Einer der merkwürdigen Umstände in der Fremde ist, daß Landsleuten, die man in der Heimat nicht zu kennen wünschte, geschweige denn mit ihnen das Lager teilen wollte, hier plötzlich in einer unnatürlichen Nähe zueinander stehen. In der Wüste oder im menschenleeren Dschungel ergreift man selbst vor den gräßlichsten Zeit- und Sprachgenossen nicht die Flucht, sondern rückt gar eng zusammen.
Wissen Sie, was das Geheimnis eines guten Geschäftsmannes ist, mein Guter? versucht Brémond mich ins Gespräch zu ziehen: Man darf das Geschäftemachen nicht als Kunst betrachten; man darf nicht glauben, eine Idee sei nur für eine bestimmte Form geschaffen und könne nicht zweierlei Zwecken dienen. Wenn man Erfolg haben will, muß der Geschäftsfreund glauben, er allein sei der Herr dieses Erfolgs; er muß die Verhandlungen vorausahnen und annehmen können und glauben, er habe sie selbst in genau diese Richtung gelenkt.
Ist das nicht große Kunst?
Das ist Menschenkenntnis, das ist strategisches Geschick! ruft er mit hervorquellenden Augen aus, die Arme zu einer theatralischen Umarmung erhoben, auch wenn es außer meiner skeptischen Zuhörerschaft kein weiteres Publikum zu umarmen gibt.
Wenn ich irgendetwas wirklich verabscheue in dieser Weltgegend, fährt er vertraulich fort, dann ist es der Umstand, fast ständig nur unter Männern zu sein. Haben Sie die Dorfmädchen gesehen? Diese leuchtenden Augen, die gleich Licht und Wärme in diese kalte, dunkle Schwärze bringen! Ein Zauber, eine Schönheit, eine Morgenröte! Man möchte wieder an Engel glauben.
Da ich schweige, rückt er noch näher, als könne ich ihn nur nicht richtig verstanden haben: Eine reife Frau mag ihre Vorzüge haben, aber mit der himmlischen Unschuld eines jungen Mädchens ist nichts vergleichbar, finden Sie nicht auch? – Ich höre seine Stimme nicht nur, ich beginne sie zu riechen.

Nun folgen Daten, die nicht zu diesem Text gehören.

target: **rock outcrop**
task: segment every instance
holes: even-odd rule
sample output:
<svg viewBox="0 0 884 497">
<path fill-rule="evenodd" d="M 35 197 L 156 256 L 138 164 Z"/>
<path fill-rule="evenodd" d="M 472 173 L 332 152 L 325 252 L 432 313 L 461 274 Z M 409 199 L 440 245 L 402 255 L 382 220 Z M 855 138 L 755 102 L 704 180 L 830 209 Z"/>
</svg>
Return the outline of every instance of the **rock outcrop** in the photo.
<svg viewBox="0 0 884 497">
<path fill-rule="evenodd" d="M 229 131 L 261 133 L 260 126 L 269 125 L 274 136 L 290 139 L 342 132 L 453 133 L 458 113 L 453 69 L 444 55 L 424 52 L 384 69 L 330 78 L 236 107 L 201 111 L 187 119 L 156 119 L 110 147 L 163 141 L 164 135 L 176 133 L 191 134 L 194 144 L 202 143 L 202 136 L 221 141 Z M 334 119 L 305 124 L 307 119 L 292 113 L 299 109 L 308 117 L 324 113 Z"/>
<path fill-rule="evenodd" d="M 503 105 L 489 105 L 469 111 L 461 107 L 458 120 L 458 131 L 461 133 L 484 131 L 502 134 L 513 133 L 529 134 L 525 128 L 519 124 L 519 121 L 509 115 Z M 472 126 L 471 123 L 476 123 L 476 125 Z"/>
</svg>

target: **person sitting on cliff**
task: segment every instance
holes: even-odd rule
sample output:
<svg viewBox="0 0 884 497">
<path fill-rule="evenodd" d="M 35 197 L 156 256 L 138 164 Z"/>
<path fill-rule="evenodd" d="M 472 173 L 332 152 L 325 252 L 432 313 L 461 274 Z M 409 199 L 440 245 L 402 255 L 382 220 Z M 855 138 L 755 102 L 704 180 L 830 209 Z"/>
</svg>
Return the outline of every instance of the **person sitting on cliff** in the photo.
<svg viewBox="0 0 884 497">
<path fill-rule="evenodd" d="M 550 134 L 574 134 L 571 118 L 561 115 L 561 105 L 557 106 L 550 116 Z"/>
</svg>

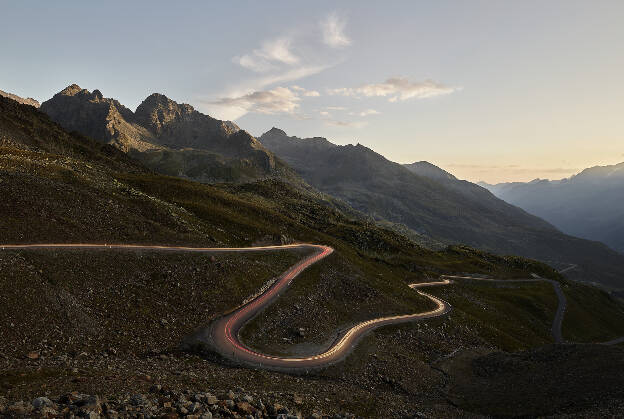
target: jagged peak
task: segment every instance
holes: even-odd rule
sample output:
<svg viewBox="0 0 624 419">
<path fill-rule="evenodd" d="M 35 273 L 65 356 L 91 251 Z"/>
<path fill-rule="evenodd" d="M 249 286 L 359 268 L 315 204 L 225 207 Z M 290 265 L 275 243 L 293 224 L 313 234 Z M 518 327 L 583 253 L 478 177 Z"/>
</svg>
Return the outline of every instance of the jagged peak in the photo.
<svg viewBox="0 0 624 419">
<path fill-rule="evenodd" d="M 83 89 L 80 86 L 78 86 L 76 83 L 73 83 L 61 90 L 59 94 L 65 96 L 74 96 L 75 94 L 82 92 L 82 90 Z"/>
<path fill-rule="evenodd" d="M 268 135 L 280 135 L 280 136 L 283 136 L 283 137 L 288 137 L 288 135 L 286 134 L 286 132 L 284 130 L 276 128 L 276 127 L 271 128 L 270 130 L 268 130 L 267 132 L 265 132 L 262 135 L 267 135 L 267 134 Z"/>
</svg>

Ich habe da eine aus vielfältiger Erfahrung gewonnene Theorie und würde gerne, so von Mann zu Mann und unter uns, von Ihnen wissen, was Sie davon halten: Meiner Ansicht nach kann ein Mann nur wahre Lust mit einer Frau empfinden, die tief unter ihm steht. Denn mit einer schicklichen Frau, vor allem mit der eigenen, bleibt doch immer eine gehörige Portion Scham, die ihn vom Äußersten abhält, nicht wahr?
Ist das der eigentliche Grund, warum Sie hier im tiefsten Afrika Ihren Geschäften nachgehen?
Es wäre nicht der übelste, mein Guter, wenn unsereins denn die Wahl hätte, über die Nischen selbst zu befinden, die noch einigermaßen Erfolg versprechen. Aber wenn sich das Notwendige mit dem Amüsanten verbinden läßt, wäre ich der Letzte, der dieses glückliche Zusammentreffen ausschlüge. Hier muß man sich in der Tat nicht genieren: hier kann man sich den Liebesakten hingeben, wie man daheim in der prüden Provinz Holz spaltet.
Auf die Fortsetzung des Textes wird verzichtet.